Selected Projects in My PhD Study

Biosynthesis of Triacetic Acid Lactone (TAL) from D-Glucose.  Rational design was applied to establish the biosynthesis of TAL from a renewable feedstock D-glucose in vivo.  Based on the catalytic mechanism of 6-methylsalycylic acid synthase (MSAS), we hypothesized that inactivating the ketoreductase (KR) domain would lead to TAL formation in vivo.  By using bioinformatics tools for BLAST search and sequence alignment, we identified the key catalytic residue of the KR domain.  Heterologous expression of a variant of MSAS, Y1572F, in S. cerevisaie, enabled the synthesis of TAL at a maximal titer of 0.28 g/L in flask.  TAL production was further optimized to 1.7 g/L by fed-batch fermentation.  This study demonstrates the power of rational design in engineering of multifunctional proteins.
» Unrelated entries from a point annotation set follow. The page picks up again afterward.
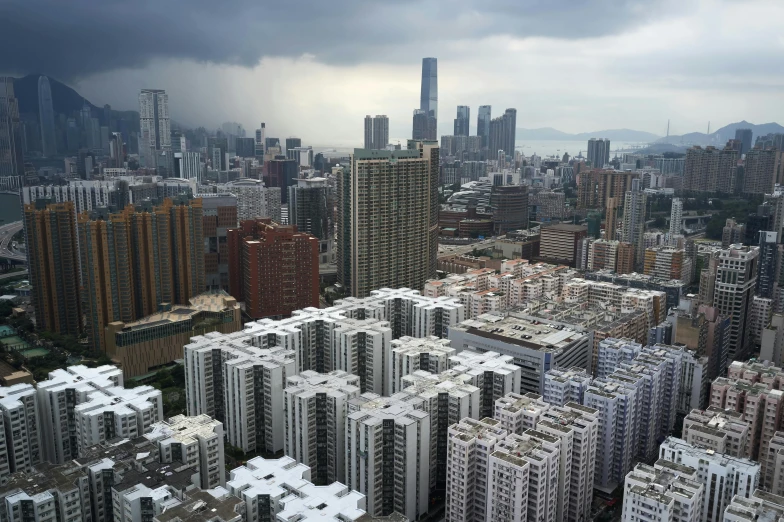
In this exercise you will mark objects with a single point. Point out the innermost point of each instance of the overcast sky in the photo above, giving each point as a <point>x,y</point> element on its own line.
<point>314,68</point>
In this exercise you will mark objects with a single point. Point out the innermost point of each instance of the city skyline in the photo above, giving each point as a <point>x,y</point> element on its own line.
<point>687,87</point>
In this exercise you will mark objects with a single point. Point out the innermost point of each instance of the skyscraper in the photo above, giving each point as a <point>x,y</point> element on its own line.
<point>388,218</point>
<point>744,137</point>
<point>463,120</point>
<point>154,127</point>
<point>676,217</point>
<point>483,124</point>
<point>598,152</point>
<point>736,279</point>
<point>634,208</point>
<point>53,260</point>
<point>377,132</point>
<point>46,117</point>
<point>428,99</point>
<point>11,136</point>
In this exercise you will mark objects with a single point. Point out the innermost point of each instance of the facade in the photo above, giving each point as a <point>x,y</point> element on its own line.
<point>535,347</point>
<point>410,354</point>
<point>158,339</point>
<point>196,442</point>
<point>599,152</point>
<point>310,208</point>
<point>272,268</point>
<point>53,261</point>
<point>759,171</point>
<point>470,443</point>
<point>736,280</point>
<point>665,492</point>
<point>154,125</point>
<point>46,117</point>
<point>388,456</point>
<point>494,374</point>
<point>710,170</point>
<point>722,476</point>
<point>315,409</point>
<point>510,208</point>
<point>428,99</point>
<point>559,242</point>
<point>136,259</point>
<point>388,219</point>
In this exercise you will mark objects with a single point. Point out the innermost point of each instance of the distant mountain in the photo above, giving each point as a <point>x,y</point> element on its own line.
<point>548,133</point>
<point>720,137</point>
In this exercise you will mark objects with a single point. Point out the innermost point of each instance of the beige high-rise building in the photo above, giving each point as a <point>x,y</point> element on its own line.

Characterization of Alcohol Dehydrogenases in the Biosynthesis of Phosphonic Acid Antibiotics.  Phosphonates represent a potent, yet underexploited, group of bioactive compounds, mainly produced by Streptomyces.  Despite the significant structural differences among many of phosphonic acids, their biosynthetic routes contain an unexpected common intermediate, 2-hydroxyethyl-phosphonate (HEP), which is synthesized from phosphonoacetaldeyhyde (PnAA) by a distinct family of iron-dependent alcohol dehydrogenases (ADHs).  Although the sequence identity of the ADH family members is relatively low (34–37%), in vitro biochemical characterization of the homologs involved in biosynthesis of the antibiotics fosfomycin, bialaphos, and dehydrophos unequivocally confirms their enzymatic activities.  These unique ADHs have exquisite substrate specificity, unusual metal requirements, and an unprecedented monomeric quaternary structure.  Further, sequence analysis shows that these ADHs form a monophyletic group along with additional family members encoded by putative phosphonate biosynthetic gene clusters.  Thus, the reduction of PnAA to HEP may represent a common step in the biosynthesis of many phosphonate natural products, a finding that lends insight into the evolution of phosphonate biosynthetic pathways and the chemical structures of new phosphonic acids containing secondary metabolites.